A carreira de Françoise Giroud começa cedo, no cinema (chegou a participar de filmes importantes como La grande illusion, de Jean Renoir), como script-girl e depois co-roteirista, ainda com o nome de Gourdji. Depois, torna-se editora da revista Elle, fundada por Pierre e Hélène Lazareff. Em seguida, vem o desafio de Jean-Jacques Servan-Schreiber de fundar com ele a primeira revista de informação francesa, L?Express. Quando morreu, em janeiro de 2003, Françoise Giroud escrevia uma página semanal sobre televisão na revista Le Nouvel Observateur, depois de ter passado por veículos como Paris-Soir, France-Soir e Le Journal du Dimanche.

Ela mesma, de temperamento controlador e dirigista, escolhera Okrent para biografá-la. Abriu seus arquivos e deu longas entrevistas à jornalista, com a única condição de não ler o texto do livro. Em respeito ao seu desejo, ele só foi publicado alguns meses depois de sua morte.

Vida real

"Na metade dos anos 50, com fervor e paixão, L?Express tornou-se o veículo de uma equipe que quer repensar a política. Era a ferramenta de pessoas ansiosas por redefinir a moral pública, o símbolo de uma geração que reconhece nesse mesmo veículo suas aspirações e seus costumes", escreve Christine.

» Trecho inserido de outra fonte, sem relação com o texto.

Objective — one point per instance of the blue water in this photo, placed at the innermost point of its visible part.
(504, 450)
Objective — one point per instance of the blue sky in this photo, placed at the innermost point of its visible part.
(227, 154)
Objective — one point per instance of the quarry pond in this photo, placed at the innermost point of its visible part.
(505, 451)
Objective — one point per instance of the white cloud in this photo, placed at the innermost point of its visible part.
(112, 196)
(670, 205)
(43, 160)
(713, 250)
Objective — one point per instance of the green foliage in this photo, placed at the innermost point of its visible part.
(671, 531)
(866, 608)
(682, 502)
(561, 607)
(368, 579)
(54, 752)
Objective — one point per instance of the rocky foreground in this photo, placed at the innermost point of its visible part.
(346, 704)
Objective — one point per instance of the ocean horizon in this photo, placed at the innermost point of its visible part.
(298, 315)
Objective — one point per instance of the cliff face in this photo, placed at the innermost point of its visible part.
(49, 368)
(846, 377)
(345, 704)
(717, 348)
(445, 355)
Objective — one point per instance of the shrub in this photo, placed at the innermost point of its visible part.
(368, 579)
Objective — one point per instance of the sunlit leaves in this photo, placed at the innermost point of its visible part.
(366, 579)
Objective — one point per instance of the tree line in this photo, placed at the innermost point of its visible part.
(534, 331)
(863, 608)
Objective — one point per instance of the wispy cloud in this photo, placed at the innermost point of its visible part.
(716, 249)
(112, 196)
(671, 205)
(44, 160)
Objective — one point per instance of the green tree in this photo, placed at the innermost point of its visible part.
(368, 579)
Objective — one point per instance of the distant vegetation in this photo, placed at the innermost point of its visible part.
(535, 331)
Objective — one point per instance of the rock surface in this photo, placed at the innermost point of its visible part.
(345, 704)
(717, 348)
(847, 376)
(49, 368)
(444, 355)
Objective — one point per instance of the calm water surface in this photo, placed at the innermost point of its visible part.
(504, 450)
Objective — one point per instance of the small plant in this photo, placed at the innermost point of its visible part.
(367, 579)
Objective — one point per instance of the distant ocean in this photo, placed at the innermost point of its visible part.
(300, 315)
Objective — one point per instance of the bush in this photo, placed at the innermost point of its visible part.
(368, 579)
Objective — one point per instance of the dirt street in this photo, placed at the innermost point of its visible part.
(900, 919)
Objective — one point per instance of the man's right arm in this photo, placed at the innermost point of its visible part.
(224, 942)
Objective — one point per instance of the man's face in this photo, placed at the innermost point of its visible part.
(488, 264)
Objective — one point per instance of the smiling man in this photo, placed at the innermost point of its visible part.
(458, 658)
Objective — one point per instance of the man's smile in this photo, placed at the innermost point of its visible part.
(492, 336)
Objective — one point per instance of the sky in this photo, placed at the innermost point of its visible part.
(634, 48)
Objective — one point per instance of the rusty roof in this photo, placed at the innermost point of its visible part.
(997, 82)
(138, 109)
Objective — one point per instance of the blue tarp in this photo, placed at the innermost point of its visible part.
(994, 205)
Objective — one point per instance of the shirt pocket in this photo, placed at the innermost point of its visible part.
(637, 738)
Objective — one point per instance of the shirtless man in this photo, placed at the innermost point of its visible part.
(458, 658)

A revista se consolida a cada ano que passa. Fundada em maio de 1953, começa a contar com uma crônica semanal de François Mauriac a partir de abril de 1954. L?Express cresce lentamente até tornar-se uma referência no jornalismo francês.

"É preciso ter estado numa posição subalterna, com todas as pequenas humilhações que isso implica, para saber que o mundo está dividido entre dominantes e dominados e que somente os dominantes respiram", escreveu Giroud em seu livro autobiográfico On ne peut pas être heureux tout le temps (Não se pode ser feliz todo tempo), lançado em 2001. A escritora e jornalista de sucesso fora uma menina pobre e humilhada em criança por famílias burguesas que não deixavam seus filhos se associarem a gente como ela. Giroud sabia do que falava.

Ao conhecer Jean-Jacques Servan-Schreiber, surge imediatamente
uma paixão avassaladora. O fato de o parceiro ser casado
não foi problema para a união profissional e sentimental.
Ele continuou casado e os dois se tornaram os amantes mais exibidos
de Paris. É com JJSS que Françoise vai fazer seu aprendizado
político. A mulher de JJSS na época, Madeleine Chapsal,
filha de uma família da alta burguesia, escreveu, em 1997,
o romance "à clef" La maîtresse de mon
mari
(A amante de meu marido), no qual JJSS, Giroud e outros
personagens importantes da política, do jornalismo, das letras
e da sociedade evoluem com outros nomes, mas vivem e amam como viveram
e amaram na vida real.

Cartas anônimas

Para o livro de Christine Okrent, Madeleine Chapsal contou, com a franqueza que a caracteriza: " Jean-Jacques transava com todas as moças. Transava mas não era um amante. Acho que pode ser comparado a John Kennedy, pois nem se dava conta de quem estava na ponta de seu pênis. Era uma curiosa mistura de bulimia e austeridade. Ele dizia que era preciso transar com todo mundo, como se fosse uma maneira de afirmar seu poder. Françoise tinha todos os motivos de ter ciúme. Mas ela mantinha o poder das palavras, conservando, mesmo em relação a JJSS, a faculdade de julgar, de criticar e de condenar".

Antes de viver uma conturbada história de amor com Jean-Jacques Servan-Schreiber, Françoise fora casada com Anatole Eliacheff, com quem teve uma filha, a psicanalista Caroline Eliacheff. Seu filho, Alain, de outro pai, morreu muito jovem e teve sempre uma relação muito difícil com a mãe. Christine Okrent descreve JJSS, na década de 1950, como…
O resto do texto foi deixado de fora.